Тимофей вытянул шею, вглядываясь в заросли. Увидел: за стволами зачернели фигуры людей, и на опушку выступили охотники, несущие на слегах тушу сохатого. Ее несли четыре пары мужчин, ступавших тяжело, как люди, нагруженные немалым грузом. Толпа у священных столбов молчала, застыв в неподвижности. И только старейшина сделал несколько шагов навстречу охотникам и вновь остановился с поднятыми к небу руками. Барабан забил во всю мощь. Удары сыпались частой дробью, сливаясь в единый нарастающий, гудящий звук, в котором можно было угадать яростный рев зверя, тревожные крики охотников, треск ломаемых сохатым ветвей...

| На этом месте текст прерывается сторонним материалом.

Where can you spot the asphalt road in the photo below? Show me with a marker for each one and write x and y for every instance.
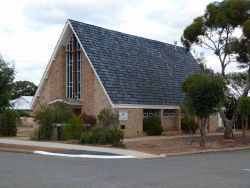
(225, 169)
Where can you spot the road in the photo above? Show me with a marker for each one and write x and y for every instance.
(224, 169)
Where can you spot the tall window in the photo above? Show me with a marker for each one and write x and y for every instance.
(73, 69)
(149, 112)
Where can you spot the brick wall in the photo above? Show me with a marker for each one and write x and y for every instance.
(171, 123)
(134, 124)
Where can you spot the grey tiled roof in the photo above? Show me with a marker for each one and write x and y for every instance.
(136, 70)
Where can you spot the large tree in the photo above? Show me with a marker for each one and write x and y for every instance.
(218, 30)
(7, 73)
(23, 88)
(204, 94)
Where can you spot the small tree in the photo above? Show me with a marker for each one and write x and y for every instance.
(244, 110)
(7, 73)
(204, 94)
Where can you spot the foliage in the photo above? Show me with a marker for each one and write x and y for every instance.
(9, 120)
(108, 119)
(22, 113)
(88, 119)
(73, 129)
(188, 123)
(100, 135)
(7, 73)
(204, 94)
(237, 81)
(23, 88)
(47, 115)
(216, 27)
(244, 106)
(217, 30)
(152, 125)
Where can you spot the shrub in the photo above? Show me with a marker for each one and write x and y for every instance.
(9, 120)
(47, 115)
(152, 125)
(188, 123)
(108, 119)
(23, 113)
(100, 135)
(72, 130)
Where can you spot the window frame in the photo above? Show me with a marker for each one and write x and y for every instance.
(149, 113)
(166, 112)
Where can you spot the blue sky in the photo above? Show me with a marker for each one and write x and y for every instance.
(29, 29)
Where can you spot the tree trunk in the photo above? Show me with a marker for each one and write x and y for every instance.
(243, 126)
(203, 130)
(228, 133)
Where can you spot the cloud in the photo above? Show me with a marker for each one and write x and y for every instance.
(44, 13)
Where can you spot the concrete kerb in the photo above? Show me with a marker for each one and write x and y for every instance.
(205, 151)
(136, 154)
(148, 138)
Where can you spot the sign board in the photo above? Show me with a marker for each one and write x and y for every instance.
(123, 115)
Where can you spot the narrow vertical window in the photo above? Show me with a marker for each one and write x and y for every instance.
(73, 69)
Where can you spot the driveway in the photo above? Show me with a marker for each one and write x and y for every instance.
(223, 169)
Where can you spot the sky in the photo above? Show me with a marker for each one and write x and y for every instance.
(30, 29)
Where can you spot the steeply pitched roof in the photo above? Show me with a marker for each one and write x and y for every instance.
(136, 70)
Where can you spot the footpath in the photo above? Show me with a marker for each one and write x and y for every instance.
(68, 150)
(138, 147)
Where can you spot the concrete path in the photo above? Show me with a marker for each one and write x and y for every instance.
(124, 152)
(148, 138)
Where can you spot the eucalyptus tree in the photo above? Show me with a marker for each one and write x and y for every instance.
(224, 29)
(204, 94)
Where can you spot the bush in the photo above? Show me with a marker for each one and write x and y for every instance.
(9, 120)
(100, 135)
(188, 123)
(108, 119)
(47, 115)
(72, 130)
(152, 125)
(22, 113)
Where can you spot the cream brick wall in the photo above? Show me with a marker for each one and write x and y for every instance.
(134, 124)
(171, 123)
(94, 98)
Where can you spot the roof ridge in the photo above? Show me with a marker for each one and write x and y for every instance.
(154, 40)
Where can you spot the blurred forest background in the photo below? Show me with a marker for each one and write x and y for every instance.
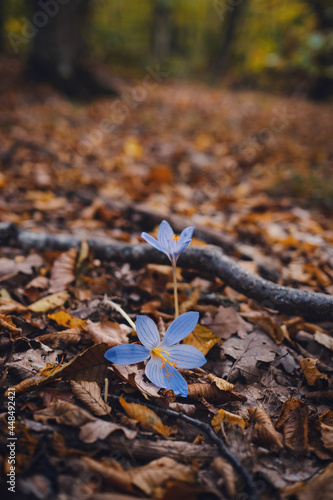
(283, 45)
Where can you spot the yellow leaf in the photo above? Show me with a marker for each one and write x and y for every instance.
(50, 302)
(65, 319)
(202, 338)
(147, 417)
(224, 416)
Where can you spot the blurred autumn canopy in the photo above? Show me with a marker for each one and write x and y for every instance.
(284, 44)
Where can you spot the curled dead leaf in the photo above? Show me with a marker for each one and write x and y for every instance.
(293, 420)
(89, 393)
(100, 429)
(62, 273)
(65, 413)
(224, 416)
(224, 469)
(311, 373)
(49, 302)
(263, 432)
(213, 394)
(202, 338)
(220, 383)
(147, 418)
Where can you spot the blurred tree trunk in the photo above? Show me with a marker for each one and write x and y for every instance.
(231, 13)
(323, 86)
(59, 47)
(161, 29)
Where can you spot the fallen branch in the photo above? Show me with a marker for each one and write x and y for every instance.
(210, 260)
(250, 485)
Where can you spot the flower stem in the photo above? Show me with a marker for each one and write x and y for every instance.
(175, 291)
(121, 311)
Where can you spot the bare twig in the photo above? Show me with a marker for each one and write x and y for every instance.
(250, 485)
(210, 260)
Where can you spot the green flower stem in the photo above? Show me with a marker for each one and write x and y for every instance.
(175, 291)
(121, 311)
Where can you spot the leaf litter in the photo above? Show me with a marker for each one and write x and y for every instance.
(267, 384)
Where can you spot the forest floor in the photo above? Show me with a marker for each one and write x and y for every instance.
(253, 169)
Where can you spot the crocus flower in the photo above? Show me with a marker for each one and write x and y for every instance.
(169, 243)
(164, 357)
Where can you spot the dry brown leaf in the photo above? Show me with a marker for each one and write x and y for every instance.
(72, 336)
(263, 432)
(267, 324)
(8, 306)
(7, 324)
(90, 365)
(324, 339)
(293, 420)
(101, 429)
(89, 393)
(226, 322)
(319, 488)
(321, 396)
(109, 332)
(154, 475)
(224, 417)
(311, 372)
(213, 394)
(224, 469)
(220, 383)
(202, 338)
(49, 302)
(147, 418)
(65, 413)
(62, 273)
(65, 319)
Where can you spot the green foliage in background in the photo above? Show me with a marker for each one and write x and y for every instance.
(274, 37)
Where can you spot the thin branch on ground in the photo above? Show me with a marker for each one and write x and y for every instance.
(209, 260)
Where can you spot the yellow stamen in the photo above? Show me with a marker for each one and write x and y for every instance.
(158, 353)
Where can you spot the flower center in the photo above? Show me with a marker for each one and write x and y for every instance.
(158, 353)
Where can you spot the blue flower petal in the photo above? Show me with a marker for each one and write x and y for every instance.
(180, 328)
(185, 356)
(152, 241)
(167, 377)
(127, 354)
(147, 332)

У Тимофея под зипуном холодок пробежал, – так ясно представил он тот опасный миг охоты, когда окруженный людьми разъяренный зверь с утробным ревом идет на охотников в последней надежде прорваться сквозь их кольцо. В это мгновение зверь так страшен, стремителен, заряжен такой разящей силой, что, кажется, его ничто не остановит, и надо обладать немалым мужеством, чтобы встретить его лицом к лицу и не дрогнуть.
Барабанный гул замер, охотники остановились в шаге от старейшины, опустили ношу на землю и отступили. Портянка увидел, как старейшина шагнул к вздымавшейся рыжей горой туше и, встав на колени, обхватил голову сохатого руками. Резкий, высокий вопль прорезал тишину. Старейшина откачнулся от туши и, запрокинув лицо к небу, крикнул в другой раз и в третий. Это была жалоба, стенание, рвущаяся из глубины человеческого нутра боль.
Толмач повернулся к Портянке, сказал:
– Он плачет по зверю, просит у него прощения.
Старейшина поднялся с колен и пошел вкруг туши, подпрыгивая и приплясывая.
– Сейчас будут свежевать зверя,– пояснил толмач,– нам надо подойти и высказать радость по поводу удачной охоты.
* * *
Евстрат Иванович Деларов перегнулся через борт байдары и, зачерпнув широкой, как лопата, ладонью с волны, плеснул в лицо. Вода обожгла свежестью.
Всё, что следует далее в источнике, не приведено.